Ésta guiñaba el ojo a Fabienne. Doutreval contemplaba entonces a su hija mayor, a su Mariette, que había hecho las veces de madre. Al pasar detrás de ella, se inclinaba hacia su hija, aspiraba la suave fragancia del espliego con que perfumaba la ropa blanca y los cajones y depositaba un beso de gratitud en sus claros y alborotados cabellos. Mariette le rejuvenecía. Una nueva vida alegraría pronto el hogar.

Con su talle abultado, con esa promesa de maternidad que llevaba en sí como una buena tierra generosa, despertaba en Doutreval un intenso sentimiento de emoción. Dentro de poco ella sería madre.

Y él sentaría en sus rodillas a los hijitos de Mariette. Iba a llenarse el vacío. E puesto del ausente volvería a ser ocupado. Había momentos en que se sentía más joven que el joven matrimonio.

Preocupábase de la cuna y del cochecito y efectuaba numerosas compras, apasionándose por ello más que su yerno Ludovic Vallorge a quien tales actividades de Doutreval hacían sonreír.

Esperábase el acontecimiento para mediados del siguiente mes.

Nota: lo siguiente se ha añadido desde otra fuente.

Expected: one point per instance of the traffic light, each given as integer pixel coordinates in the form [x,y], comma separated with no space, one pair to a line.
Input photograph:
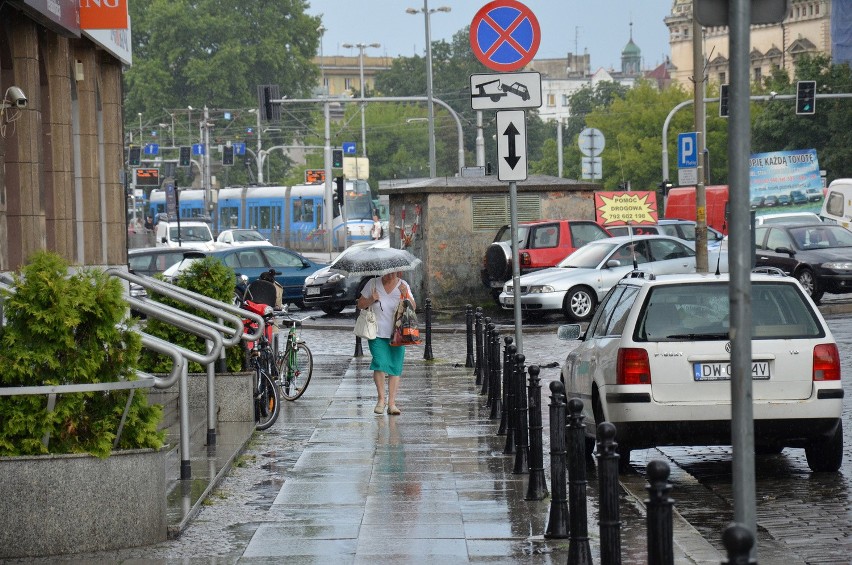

Van der Blieck, el profesor auxiliar, especialista en obstetricia, tomó a Mariette a su cargo. Todo iría bien. Mariette era sana y robusta.

Ninguna herencia sospechosa. Una higiene excelente. Un solo inconveniente: Mariette era un poco estrecha de caderas pero un parto no es ninguna cosa fácil. El caso ideal no existe en Medicina.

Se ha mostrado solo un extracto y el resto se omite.